Future Development Costs of Undeveloped Reserves (1)
Future Development Capital | ($M) | ($M) | ||
Year | Total Proved | Total Proved + Probable | ||
2020 | 7,350 | 7,350 | ||
2021 | 15,163 | 15,163 | ||
2022 | 21,883 | 21,883 | ||
2023 | 20,079 | 20,702 | ||
2024 and remaining | 12,742 | 18,841 | ||
Total Undiscounted FDC | 77,217 | 83,939 | ||
Total Discounted FDC at 10%/Year | 60,062 | 64,482 |
Note:
- Numbers may not add due to rounding.
Pricing Assumptions
The following table summarizes Sproule’s commodity price forecast and foreign exchange rate and inflation rate assumptions as at December 31, 2019, as applied in the Sproule Report. Forecast pricing for the year 2020 decreased by 4% for oil and decreased by 16% for gas when comparing Sproule’s pricing assumptions included in the December 31, 2019 Sproule Report versus Sproule’s December 31, 2018 reserves report. The longer-term price forecast decreased on average by 9% over the following 10 years for oil, and decreased on average by 12% for the following 10 years for gas when comparing Sproule’s pricing assumptions in the December 31, 2019 report versus the December 31, 2018 report.
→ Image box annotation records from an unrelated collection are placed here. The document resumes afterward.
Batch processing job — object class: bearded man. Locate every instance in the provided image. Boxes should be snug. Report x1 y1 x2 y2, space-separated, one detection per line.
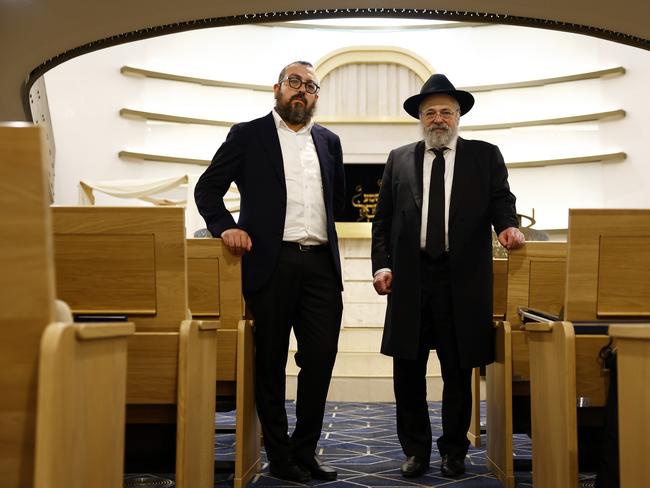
372 74 524 477
195 61 345 482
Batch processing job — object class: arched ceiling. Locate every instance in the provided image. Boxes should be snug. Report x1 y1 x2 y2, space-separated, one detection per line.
0 0 650 120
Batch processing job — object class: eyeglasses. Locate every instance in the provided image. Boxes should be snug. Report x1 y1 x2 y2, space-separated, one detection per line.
420 109 458 120
280 76 320 95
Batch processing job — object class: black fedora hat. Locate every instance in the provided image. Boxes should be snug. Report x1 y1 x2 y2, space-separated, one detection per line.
404 74 474 119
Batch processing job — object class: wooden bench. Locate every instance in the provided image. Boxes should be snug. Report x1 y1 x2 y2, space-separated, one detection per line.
486 242 566 488
34 322 134 488
187 239 260 488
467 258 508 447
609 324 650 488
52 207 217 488
0 124 133 488
526 209 650 488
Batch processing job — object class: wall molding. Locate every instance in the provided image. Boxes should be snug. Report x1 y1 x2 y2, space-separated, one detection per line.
120 66 273 92
118 151 627 168
260 20 490 32
506 152 627 169
459 66 625 92
117 151 211 166
120 108 626 132
120 65 626 93
120 108 236 127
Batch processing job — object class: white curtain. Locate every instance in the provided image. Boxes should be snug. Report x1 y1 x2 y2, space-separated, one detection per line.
79 175 239 237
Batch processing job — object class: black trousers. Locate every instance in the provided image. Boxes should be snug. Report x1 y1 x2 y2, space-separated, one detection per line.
246 243 343 462
393 254 472 459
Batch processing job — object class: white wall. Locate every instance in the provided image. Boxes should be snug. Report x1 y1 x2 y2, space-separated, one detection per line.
46 19 650 233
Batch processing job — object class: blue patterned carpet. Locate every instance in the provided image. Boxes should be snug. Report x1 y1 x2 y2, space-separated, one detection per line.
125 402 594 488
215 402 592 488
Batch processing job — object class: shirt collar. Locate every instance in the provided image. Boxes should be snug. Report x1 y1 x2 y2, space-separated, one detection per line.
271 108 314 134
424 136 458 152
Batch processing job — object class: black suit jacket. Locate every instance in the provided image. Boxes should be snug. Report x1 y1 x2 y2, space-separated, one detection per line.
372 138 518 368
194 113 345 293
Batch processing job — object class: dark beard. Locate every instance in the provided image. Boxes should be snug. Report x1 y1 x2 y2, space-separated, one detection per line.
275 95 316 125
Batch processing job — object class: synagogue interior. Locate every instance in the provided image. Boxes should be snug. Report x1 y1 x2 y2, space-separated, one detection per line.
0 0 650 488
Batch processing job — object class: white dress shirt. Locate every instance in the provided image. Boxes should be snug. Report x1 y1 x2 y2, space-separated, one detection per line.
420 137 458 251
373 136 458 276
272 110 327 244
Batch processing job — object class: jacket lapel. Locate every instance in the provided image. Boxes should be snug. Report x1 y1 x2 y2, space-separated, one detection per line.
311 124 331 201
252 113 286 190
449 137 468 222
410 141 424 215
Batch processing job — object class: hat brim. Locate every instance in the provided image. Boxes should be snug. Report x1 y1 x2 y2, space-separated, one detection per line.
404 90 474 119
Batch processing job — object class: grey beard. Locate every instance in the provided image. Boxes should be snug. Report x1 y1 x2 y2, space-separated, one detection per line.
420 123 458 147
275 97 316 125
Forecast Pricing and Foreign Exchange Rates (1)(2)(3)(4)(5)
Western Canada Select 20.5° API ($Cdn/bbl)(4) |
Alberta AECO-C Spot ($Cdn/Mmbtu)(5) |
Exchange Rate (2) ($US/$Cdn) |
Edmonton Propane ($Cdn/bbl) |
Edmonton Butane ($Cdn/bbl) |
Edmonton Pentanes Plus ($Cdn/bbl) |
||
Forecast(3) | |||||||
2020 | 59.81 | 2.04 | 0.76 | 25.07 | 37.72 | 76.32 | |
2021 | 63.98 | 2.27 | 0.77 | 31.84 | 43.90 | 80.52 | |
2022 | 63.77 | 2.81 | 0.80 | 32.43 | 47.74 | 80.00 | |
2023 | 65.04 | 2.89 | 0.80 | 33.26 | 48.69 | 81.68 | |
2024 | 66.34 | 2.98 | 0.80 | 34.12 | 49.67 | 83.38 | |
2025 | 67.67 | 3.06 | 0.80 | 34.99 | 50.66 | 85.13 | |
Thereafter Escalation Rate of 2.0% |
Notes:
- This summary table identifies benchmark reference pricing schedules that might apply to a reporting issuer.
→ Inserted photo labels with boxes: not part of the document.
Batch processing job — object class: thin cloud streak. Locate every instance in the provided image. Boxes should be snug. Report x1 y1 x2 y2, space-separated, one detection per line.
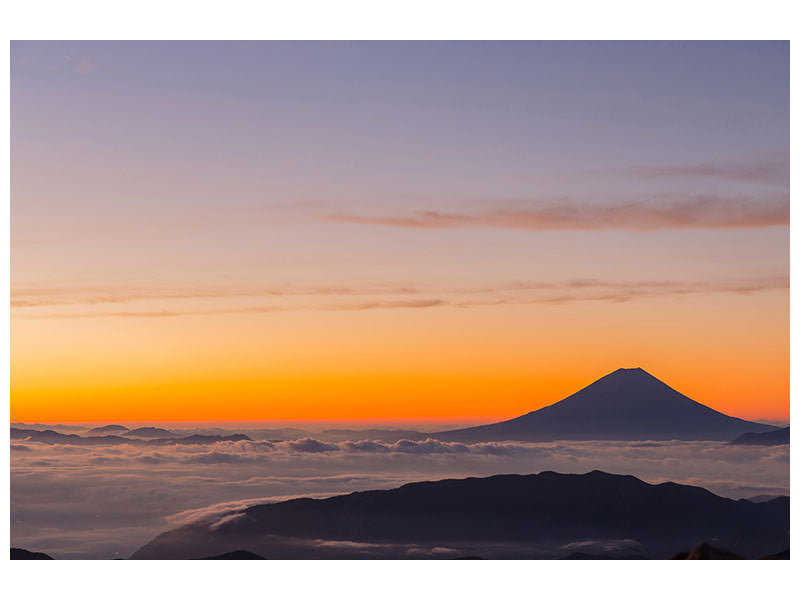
17 277 789 319
327 196 789 231
11 286 419 308
629 152 789 185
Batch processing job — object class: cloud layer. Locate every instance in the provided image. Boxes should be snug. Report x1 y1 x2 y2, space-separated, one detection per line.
327 195 789 231
11 428 789 558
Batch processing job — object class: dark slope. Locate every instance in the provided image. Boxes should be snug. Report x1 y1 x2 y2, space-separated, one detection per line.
11 548 53 560
125 427 175 438
86 425 129 435
132 471 789 559
430 369 775 442
730 427 789 446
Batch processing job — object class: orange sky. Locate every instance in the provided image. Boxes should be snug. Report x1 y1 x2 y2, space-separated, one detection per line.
11 42 789 422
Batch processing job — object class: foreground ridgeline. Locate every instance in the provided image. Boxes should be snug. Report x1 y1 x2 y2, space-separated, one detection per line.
730 427 789 446
131 471 789 559
431 369 777 442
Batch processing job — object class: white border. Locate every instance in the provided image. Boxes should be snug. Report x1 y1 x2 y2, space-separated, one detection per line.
1 0 798 600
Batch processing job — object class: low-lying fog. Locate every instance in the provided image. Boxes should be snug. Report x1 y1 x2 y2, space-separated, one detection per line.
11 424 789 559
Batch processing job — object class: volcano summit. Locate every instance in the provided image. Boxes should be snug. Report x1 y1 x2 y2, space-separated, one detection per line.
431 368 777 442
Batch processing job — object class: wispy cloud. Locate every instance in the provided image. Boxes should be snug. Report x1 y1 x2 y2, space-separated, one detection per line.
630 152 789 184
11 285 419 308
327 196 789 231
12 275 789 319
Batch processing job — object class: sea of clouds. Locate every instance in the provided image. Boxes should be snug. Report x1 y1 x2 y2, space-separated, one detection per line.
11 426 789 559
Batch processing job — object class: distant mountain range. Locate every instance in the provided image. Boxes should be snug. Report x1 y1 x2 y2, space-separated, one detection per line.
86 425 129 435
10 427 250 446
730 427 789 446
430 369 777 442
131 471 789 559
11 368 789 445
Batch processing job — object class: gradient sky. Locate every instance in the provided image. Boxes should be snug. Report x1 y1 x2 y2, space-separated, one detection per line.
11 42 789 421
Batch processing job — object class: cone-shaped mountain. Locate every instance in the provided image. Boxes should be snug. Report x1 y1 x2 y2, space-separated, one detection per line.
431 368 776 441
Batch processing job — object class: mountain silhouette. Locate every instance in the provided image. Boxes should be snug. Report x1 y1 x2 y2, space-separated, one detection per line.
200 550 264 560
430 368 776 442
86 425 129 434
125 427 175 438
672 542 743 560
131 471 789 559
730 427 789 446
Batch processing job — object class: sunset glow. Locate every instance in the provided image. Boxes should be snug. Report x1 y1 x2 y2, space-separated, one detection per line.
11 42 789 422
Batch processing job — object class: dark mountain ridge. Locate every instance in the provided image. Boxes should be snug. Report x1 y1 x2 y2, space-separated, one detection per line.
131 471 789 559
730 427 789 446
430 368 777 442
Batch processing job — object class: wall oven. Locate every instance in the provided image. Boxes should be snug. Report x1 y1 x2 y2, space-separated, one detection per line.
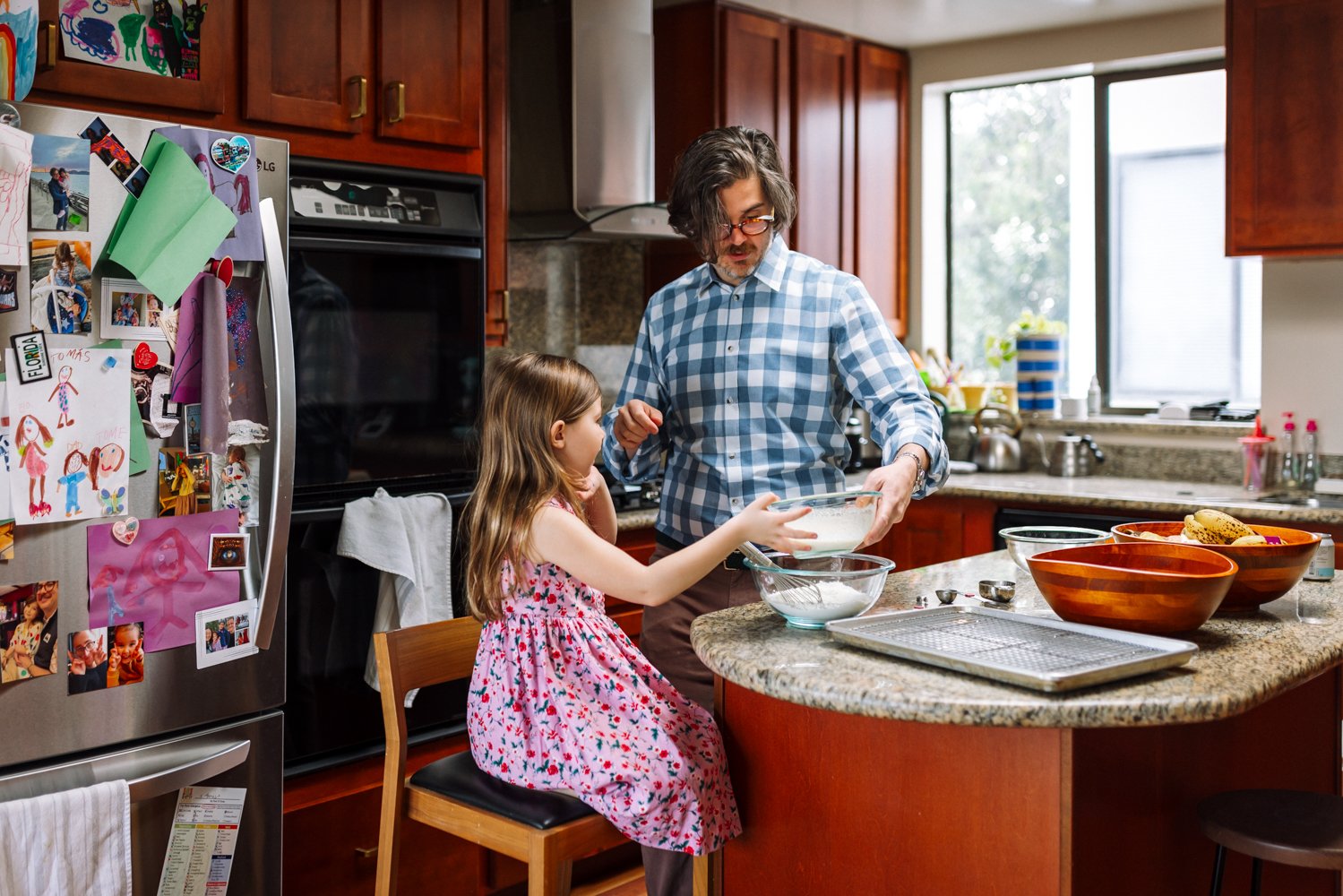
285 159 485 774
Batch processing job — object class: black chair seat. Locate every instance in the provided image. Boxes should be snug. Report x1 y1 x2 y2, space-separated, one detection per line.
1198 790 1343 868
409 750 592 831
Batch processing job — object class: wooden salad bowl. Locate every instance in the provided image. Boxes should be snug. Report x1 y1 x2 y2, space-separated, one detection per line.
1111 522 1321 614
1028 541 1238 634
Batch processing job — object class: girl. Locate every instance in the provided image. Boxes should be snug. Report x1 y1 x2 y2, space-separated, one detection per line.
14 414 52 517
466 353 815 893
56 447 89 517
3 600 41 681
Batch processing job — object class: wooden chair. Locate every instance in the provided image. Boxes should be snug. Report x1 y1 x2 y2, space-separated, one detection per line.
374 618 624 896
1198 790 1343 896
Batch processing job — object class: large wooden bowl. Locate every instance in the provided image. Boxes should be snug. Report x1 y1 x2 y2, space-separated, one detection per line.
1028 541 1237 634
1111 522 1321 614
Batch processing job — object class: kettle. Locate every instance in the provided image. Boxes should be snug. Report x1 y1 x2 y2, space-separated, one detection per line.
1036 431 1106 477
969 404 1020 473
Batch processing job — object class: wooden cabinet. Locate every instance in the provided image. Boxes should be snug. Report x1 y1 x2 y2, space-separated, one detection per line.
867 495 996 571
245 0 485 149
1227 0 1343 255
649 3 909 336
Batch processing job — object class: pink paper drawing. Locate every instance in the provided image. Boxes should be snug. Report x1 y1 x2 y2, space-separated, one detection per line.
87 511 239 650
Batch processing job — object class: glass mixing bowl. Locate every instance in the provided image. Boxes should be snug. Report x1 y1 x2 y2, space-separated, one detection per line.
770 492 881 557
745 554 896 629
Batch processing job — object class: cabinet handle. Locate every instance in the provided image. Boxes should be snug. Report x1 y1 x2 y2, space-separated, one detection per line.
38 19 59 71
345 75 368 118
387 81 406 125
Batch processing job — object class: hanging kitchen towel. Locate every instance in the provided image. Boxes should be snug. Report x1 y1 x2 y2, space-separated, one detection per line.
336 489 452 707
0 780 130 896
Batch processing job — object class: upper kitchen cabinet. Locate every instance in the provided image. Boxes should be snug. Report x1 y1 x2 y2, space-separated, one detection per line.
1227 0 1343 255
30 0 234 119
245 0 485 149
653 3 909 336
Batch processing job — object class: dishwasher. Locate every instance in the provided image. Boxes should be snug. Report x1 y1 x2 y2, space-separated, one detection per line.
994 508 1151 551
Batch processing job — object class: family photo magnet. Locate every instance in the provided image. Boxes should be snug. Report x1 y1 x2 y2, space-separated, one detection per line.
9 331 51 384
- The exchange rate used to generate the benchmark reference prices in this table.
- As at December 31, 2019.
- The price received for the Company’s oil, which is considered to be Medium crude oil, has historically corresponded closely to Western Canada Select 20.5° API ($Cdn/Bbl), plus associated quality adjustments.
- The price received for the Company’s natural gas has historically corresponded to AECO-C Spot pricing ($Cdn/MMBtu), adjusted for heat value and transportation.